The lessons that she learned assisting her mother have informed Cingo all through her life. Reflecting on her mother’s influence, she notes “as I grew older I realised I took a lot from my mother and that my mother had the right concept in looking at health in such a very basic, fundamental way. And I think also for me it’s so simple. If people can just eat, wash, prevent, that sort of thing, it is not so expensive. She did a lot of that. Subtly, I absorbed it.”
Wellness means being healthy on a number of levels – physical, emotional, intellectual – and education, about staying healthy and preventing illness, is crucial to being well. A key example of the importance of education is the prevalence of hypertension and diabetes in South Africa, and the number of people who die as a result of those conditions. “That is unbelievable considering that with just a change of lifestyle and maybe getting to a clinic and getting a few guidelines and education you could be ok”, says Cingo.
One of the health train’s most essential purposes when Cingo was in charge was educating the local communities, and reviewing and providing suggestions for the existing healthcare infrastructure – if any existed.
She stepped down as manager of the train in 2008 – she worked on it from 1995 – and went on to serve on the board of Noah, an organisation that enables communities to care for vulnerable children who have been affected by AIDS. During her time in charge of Phelophepa she saw the train grow from three carriages to sixteen, travelling the country from January to September in the tight confines of its cabins.
While Phelophepa is her most prominent contribution to South Africa, Cingo’s achievements span her entire life. Working as a young black woman in apartheid South Africa, she was named best nurse in 1956 and best midwife in 1961.
Apartheid closed off further opportunities: staying in South Africa was not an option. She couldn’t receive the training she would need to specialise as a neurosurgical nurse in South Africa, and landed in icy London in 1966, alone and determined.
There she continued to do what she had always done: excel. She was presented to the Queen as the best neurosurgical nurse in London in 1975, and nominated twice as the nurse of the year during the same decade. A Master’s degree in counselling psychology and a diploma in HIV/AIDS counselling were added to her list of qualifications during her time abroad, and she returned to South Africa after the end of apartheid, in 1994.
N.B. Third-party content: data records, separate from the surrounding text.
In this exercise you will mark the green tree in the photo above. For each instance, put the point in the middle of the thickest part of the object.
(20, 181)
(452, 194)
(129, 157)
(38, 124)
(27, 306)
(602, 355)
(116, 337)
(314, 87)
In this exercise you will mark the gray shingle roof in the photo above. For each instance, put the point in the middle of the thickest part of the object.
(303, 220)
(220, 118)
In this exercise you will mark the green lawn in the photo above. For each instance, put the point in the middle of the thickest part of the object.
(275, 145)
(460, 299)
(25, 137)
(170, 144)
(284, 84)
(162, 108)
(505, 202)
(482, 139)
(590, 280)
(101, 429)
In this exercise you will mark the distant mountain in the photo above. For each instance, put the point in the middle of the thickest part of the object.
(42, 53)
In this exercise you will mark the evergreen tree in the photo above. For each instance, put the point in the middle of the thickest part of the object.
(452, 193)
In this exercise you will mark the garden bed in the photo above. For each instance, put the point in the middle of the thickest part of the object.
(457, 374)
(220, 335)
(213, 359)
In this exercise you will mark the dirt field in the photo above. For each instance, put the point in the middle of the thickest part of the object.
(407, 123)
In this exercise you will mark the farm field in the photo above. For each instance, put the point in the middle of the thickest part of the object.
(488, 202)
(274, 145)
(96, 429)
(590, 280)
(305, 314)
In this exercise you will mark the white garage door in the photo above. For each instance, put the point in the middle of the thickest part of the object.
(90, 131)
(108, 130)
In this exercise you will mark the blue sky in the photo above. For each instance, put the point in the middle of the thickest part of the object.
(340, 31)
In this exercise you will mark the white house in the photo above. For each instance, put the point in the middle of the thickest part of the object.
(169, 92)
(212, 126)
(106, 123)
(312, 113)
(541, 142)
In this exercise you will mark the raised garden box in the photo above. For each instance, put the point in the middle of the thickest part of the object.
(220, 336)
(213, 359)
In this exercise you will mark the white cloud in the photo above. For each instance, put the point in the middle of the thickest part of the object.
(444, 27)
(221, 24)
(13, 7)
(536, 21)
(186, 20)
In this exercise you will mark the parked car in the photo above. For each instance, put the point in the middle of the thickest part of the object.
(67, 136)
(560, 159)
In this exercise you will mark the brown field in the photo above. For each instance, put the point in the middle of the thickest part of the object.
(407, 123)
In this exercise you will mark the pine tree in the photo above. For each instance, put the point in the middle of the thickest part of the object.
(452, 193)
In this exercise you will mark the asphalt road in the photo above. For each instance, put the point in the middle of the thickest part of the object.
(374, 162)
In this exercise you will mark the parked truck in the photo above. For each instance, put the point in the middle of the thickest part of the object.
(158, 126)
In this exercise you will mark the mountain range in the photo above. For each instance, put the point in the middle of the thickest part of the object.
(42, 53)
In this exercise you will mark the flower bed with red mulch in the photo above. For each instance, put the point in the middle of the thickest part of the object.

What was meant to be a short time away turned into an exile of almost thirty years: she left as a young woman and returned with the wisdom of a life spent helping others. Knowledge and strength, earned after a lifetime of service, went into the train, to teaching the students who travelled with her, and to helping the communities she visited.
She is a person who gives freely of herself, whose entire existence is philanthropic. It’s hard to imagine anyone who has given more, with less fanfare: her efforts have none of the noisy self-promotion that so often accompanies ostensibly altruistic work. Instead Cingo epitomizes selfless commitment, honesty and genuine goodwill.